This was another Thanksgiving recipe, and I didn't get pictures of the cooking process. Only the finished product with gravy.
Roasted Asparagus with Balsamic Browned Butter
Adapted from MyRecipes.com
Finish the asparagus just before serving dinner. Cooking the butter until it browns slightly gives the dish a nutty flavor; watch carefully, though, since it can burn easily.
Yield: 8 servings (serving size: 5 spears)
* 40 asparagus spears, trimmed (about 2 pounds)
* Cooking spray
* 1/4 teaspoon kosher salt
* 1/8 teaspoon black pepper
* 2 tablespoons butter
* 2 teaspoons low-sodium soy sauce
* 1 teaspoon balsamic vinegar
Preheat oven to 400°.
Arrange asparagus in a single layer on baking sheet; coat with cooking spray.
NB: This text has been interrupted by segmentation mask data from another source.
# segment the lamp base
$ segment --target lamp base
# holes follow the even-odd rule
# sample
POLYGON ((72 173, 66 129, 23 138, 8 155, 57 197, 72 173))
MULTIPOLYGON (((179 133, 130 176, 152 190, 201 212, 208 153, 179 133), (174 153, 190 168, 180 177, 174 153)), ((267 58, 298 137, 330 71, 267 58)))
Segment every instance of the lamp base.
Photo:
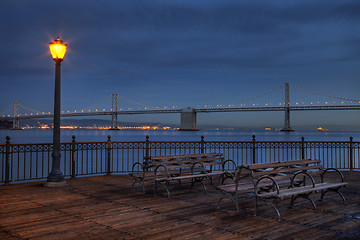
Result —
POLYGON ((65 181, 63 182, 46 182, 44 184, 44 187, 65 187, 67 183, 65 181))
Sprinkle with salt and pepper. Bake at 400° for 12 minutes or until tender.
Melt the butter in a small skillet over medium heat; cook for 3 minutes or until lightly browned, shaking pan occasionally. Remove from heat; stir in soy sauce and vinegar. Drizzle over the asparagus, tossing well to coat. Serve immediately.
Not bad. Not anything really outstanding about it, but not bad for another asparagus recipe.